Même si les banques se montrent compréhensives, il n’en reste pas moins que la plus grande prudence doit être adoptée face à ces clauses. Et cette précaution doit être prise en amont de la signature du contrat de prêt. « Ces clauses doivent être négociées. Elles ne seront notamment pas les mêmes suivant le secteur d’activité et la taille de l’entreprise. Il est donc important de bien les considérer avant de s’engager et, donc, de ne pas accepter des ratios qui ne pourraient pas être tenus. Par ailleurs, mieux vaut se faire conseiller par un professionnel dans ce type de négociations », insiste Edouard Bertrand.

Plus qu’un passage obligé, ces covenants bancaires doivent donc être considérés comme des vecteurs de négociation et des outils de mise en concurrence entre les banques. « Il n’existe pas un covenant standard et encore moins un covenant standard entre les banques. Chacune a sa propre façon de calculer », souligne l’avocat. La vigilance est d’autant plus de mise que ces clauses constituent une source non négligeable de coûts induits. « Les banques imposent que ces covenants soient validés par le commissaire aux comptes. Par ailleurs, elles exigent également que les points de situation réguliers soient aussi faits par les commissaires aux comptes. Ces spécialistes vont bien évidemment devoir facturer ces prestations à l’entreprise. Il ne faut donc pas perdre de vue que tout covenant à un coût indirect », explique l’avocat.

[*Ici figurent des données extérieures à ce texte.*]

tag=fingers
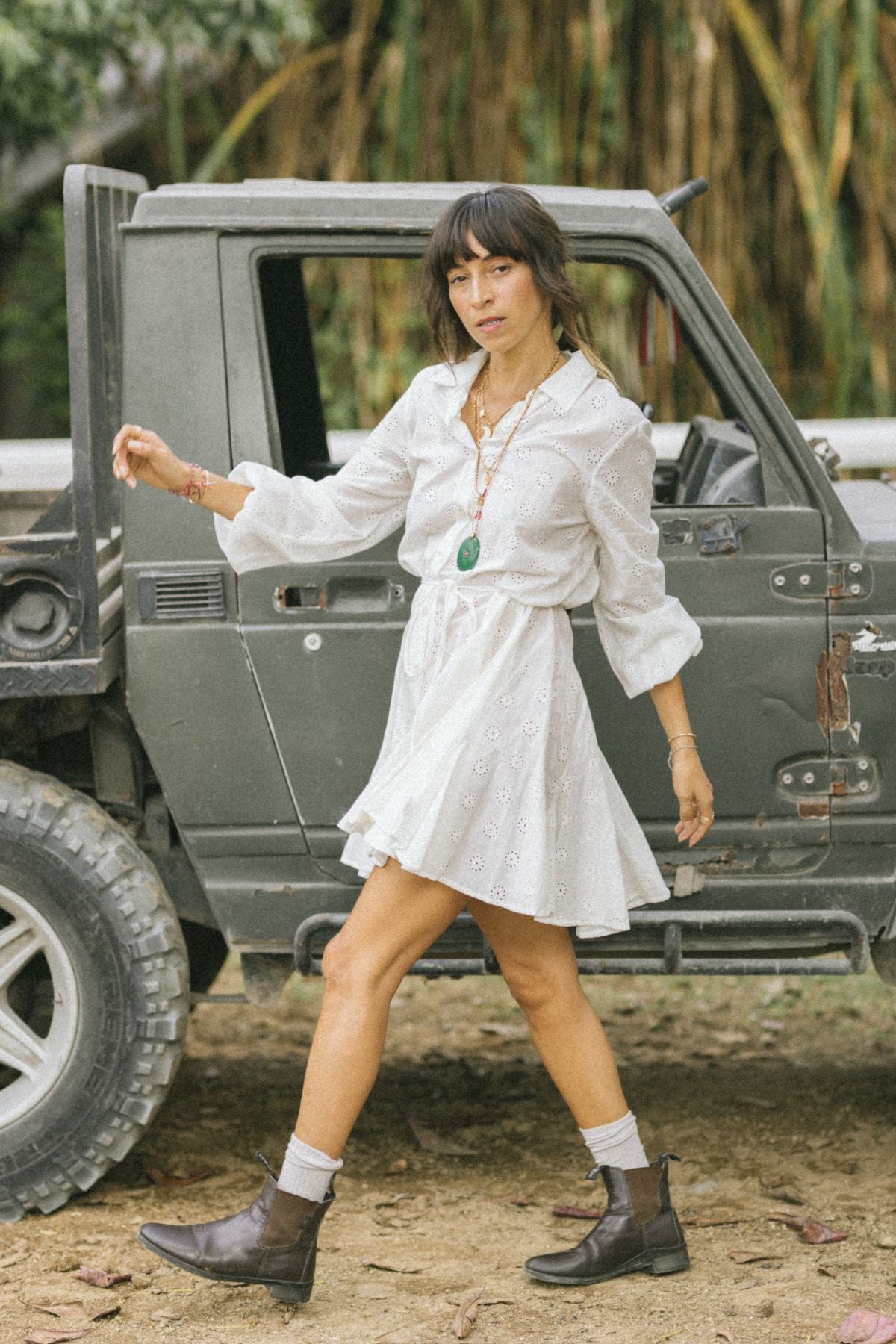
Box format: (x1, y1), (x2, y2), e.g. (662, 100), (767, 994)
(111, 425), (158, 489)
(674, 793), (713, 848)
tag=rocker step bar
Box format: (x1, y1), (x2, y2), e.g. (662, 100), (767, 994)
(294, 909), (869, 978)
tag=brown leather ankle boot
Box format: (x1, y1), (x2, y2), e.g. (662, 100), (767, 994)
(525, 1153), (691, 1285)
(137, 1153), (336, 1302)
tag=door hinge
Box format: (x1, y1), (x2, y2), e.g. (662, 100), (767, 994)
(768, 561), (872, 598)
(775, 751), (880, 817)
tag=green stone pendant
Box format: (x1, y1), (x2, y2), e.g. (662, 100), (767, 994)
(457, 536), (479, 570)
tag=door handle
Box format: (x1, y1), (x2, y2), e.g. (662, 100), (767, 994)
(274, 574), (405, 615)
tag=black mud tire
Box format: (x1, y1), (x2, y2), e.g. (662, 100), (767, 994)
(0, 761), (190, 1222)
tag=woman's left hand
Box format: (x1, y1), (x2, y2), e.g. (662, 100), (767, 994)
(672, 749), (713, 848)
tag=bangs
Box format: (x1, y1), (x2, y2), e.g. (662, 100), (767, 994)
(432, 191), (532, 276)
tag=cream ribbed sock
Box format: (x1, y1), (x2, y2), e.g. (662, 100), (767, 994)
(277, 1134), (343, 1204)
(579, 1110), (650, 1168)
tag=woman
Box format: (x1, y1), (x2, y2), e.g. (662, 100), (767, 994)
(113, 185), (712, 1301)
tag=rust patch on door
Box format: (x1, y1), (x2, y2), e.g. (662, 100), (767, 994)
(815, 630), (852, 736)
(797, 798), (830, 817)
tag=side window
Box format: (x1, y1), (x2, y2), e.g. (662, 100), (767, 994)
(257, 252), (765, 507)
(571, 262), (765, 508)
(258, 252), (435, 477)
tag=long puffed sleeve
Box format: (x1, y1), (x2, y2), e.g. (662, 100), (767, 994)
(585, 406), (703, 699)
(215, 373), (420, 574)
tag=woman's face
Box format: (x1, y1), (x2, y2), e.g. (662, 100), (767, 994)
(447, 232), (551, 355)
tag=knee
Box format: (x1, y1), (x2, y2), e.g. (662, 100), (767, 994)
(321, 931), (375, 995)
(503, 966), (570, 1018)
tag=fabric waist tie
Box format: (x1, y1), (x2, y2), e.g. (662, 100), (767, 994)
(402, 579), (494, 676)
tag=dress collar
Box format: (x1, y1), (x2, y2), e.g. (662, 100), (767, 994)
(432, 346), (598, 414)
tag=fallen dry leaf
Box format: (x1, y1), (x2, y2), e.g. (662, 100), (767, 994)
(28, 1302), (121, 1334)
(144, 1166), (224, 1186)
(30, 1302), (91, 1321)
(361, 1255), (427, 1274)
(451, 1287), (484, 1340)
(405, 1116), (476, 1157)
(71, 1265), (133, 1287)
(837, 1307), (896, 1344)
(25, 1325), (94, 1344)
(679, 1213), (750, 1227)
(765, 1213), (849, 1246)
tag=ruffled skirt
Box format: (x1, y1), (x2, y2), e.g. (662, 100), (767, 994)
(338, 578), (671, 938)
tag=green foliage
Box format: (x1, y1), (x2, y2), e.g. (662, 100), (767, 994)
(0, 0), (314, 153)
(0, 202), (70, 438)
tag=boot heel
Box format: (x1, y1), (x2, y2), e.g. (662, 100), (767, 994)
(650, 1246), (691, 1274)
(267, 1281), (314, 1302)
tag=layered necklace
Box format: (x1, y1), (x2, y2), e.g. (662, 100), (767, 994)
(457, 351), (563, 570)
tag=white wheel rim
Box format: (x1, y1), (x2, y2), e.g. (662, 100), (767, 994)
(0, 883), (81, 1129)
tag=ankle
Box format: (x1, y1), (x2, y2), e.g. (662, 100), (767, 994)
(277, 1134), (343, 1204)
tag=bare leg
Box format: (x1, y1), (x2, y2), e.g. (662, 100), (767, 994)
(467, 897), (629, 1129)
(296, 857), (469, 1157)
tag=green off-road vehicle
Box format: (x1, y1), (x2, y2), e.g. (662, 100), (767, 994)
(0, 165), (896, 1220)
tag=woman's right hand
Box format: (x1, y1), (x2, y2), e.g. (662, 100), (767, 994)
(111, 425), (190, 491)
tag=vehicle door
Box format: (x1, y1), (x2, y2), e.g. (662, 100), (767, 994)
(220, 237), (417, 855)
(573, 252), (829, 876)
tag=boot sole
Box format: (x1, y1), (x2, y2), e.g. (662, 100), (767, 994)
(523, 1246), (691, 1287)
(137, 1233), (314, 1302)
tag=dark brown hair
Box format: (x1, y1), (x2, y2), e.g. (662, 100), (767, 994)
(419, 184), (618, 390)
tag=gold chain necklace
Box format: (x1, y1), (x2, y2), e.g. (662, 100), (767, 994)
(457, 351), (563, 570)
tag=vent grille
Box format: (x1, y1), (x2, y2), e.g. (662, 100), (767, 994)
(137, 570), (227, 621)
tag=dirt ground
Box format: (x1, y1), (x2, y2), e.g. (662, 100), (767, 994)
(0, 962), (896, 1344)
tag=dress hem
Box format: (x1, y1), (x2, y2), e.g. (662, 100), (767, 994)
(337, 823), (672, 939)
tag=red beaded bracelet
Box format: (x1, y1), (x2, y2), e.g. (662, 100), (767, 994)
(168, 462), (211, 504)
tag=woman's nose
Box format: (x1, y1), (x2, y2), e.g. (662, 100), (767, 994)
(470, 279), (491, 308)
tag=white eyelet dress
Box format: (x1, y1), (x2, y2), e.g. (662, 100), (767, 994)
(215, 349), (703, 938)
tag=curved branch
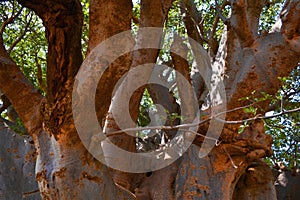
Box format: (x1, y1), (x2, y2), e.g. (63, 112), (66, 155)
(230, 0), (255, 47)
(0, 41), (43, 134)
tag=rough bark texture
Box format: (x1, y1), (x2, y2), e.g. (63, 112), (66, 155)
(0, 0), (300, 200)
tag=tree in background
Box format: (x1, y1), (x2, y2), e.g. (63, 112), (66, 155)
(0, 0), (300, 199)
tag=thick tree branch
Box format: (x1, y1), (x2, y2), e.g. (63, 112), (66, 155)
(88, 0), (134, 126)
(0, 39), (42, 134)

Les pharmacies pourraient ne plus être épargnées

Bien négociés, les covenants bancaires restent toutefois des clauses acceptables par les chefs d’entreprise. Il faut dire qu’elles visent principalement les prêts accordés lors de rachats d’entreprises en LBO (everaged buy-out), c’est-à-dire des acquisitions financées par un fort recours à la dette, dont le remboursement est directement lié aux « performances » de l’entreprise achetée. C’est pourquoi les prêts liés aux transactions d’officines ont été épargnés par les covenants bancaires. « A ce jour, il est extrêmement rare de voir des covenants dans les contrats de prêts accordés aux pharmaciens, pour la bonne raison que ceux-ci étaient, jus­que-là, dans une situation où l’offre de crédit qui leur était proposée était importante. Sur le court terme, nous ne nous attendons pas à ce que les covenants bancaires fassent une entrée majeure dans les prêts accordés à l’occasion de l’acquisition d’une officine, commente Philippe Becker. Pour autant, nous sommes encore actuellement dans une logique où la pharmacie est un outil de travail, mais demain cette logique peut être bouleversée, notamment sous l’effet de divs nouveaux. Dès lors, si la pharmacie devient un outil d’investissement, il est fort possible que les banques instaurent de telles clauses puisque l’on se situera alors dans un cadre d’investissement économique semblable à celui observé à l’occasion de rachats d’entreprises financés par une dette. »

Dès lors, les officinaux vont devoir adopter une véritable stratégie financière et donc s’armer de conseils et de prudence pour ne pas accepter de clauses de nature à mettre en péril leur entreprise si toutefois les résultats économiques ne s’avéraient pas être à la hdiv des prévisions.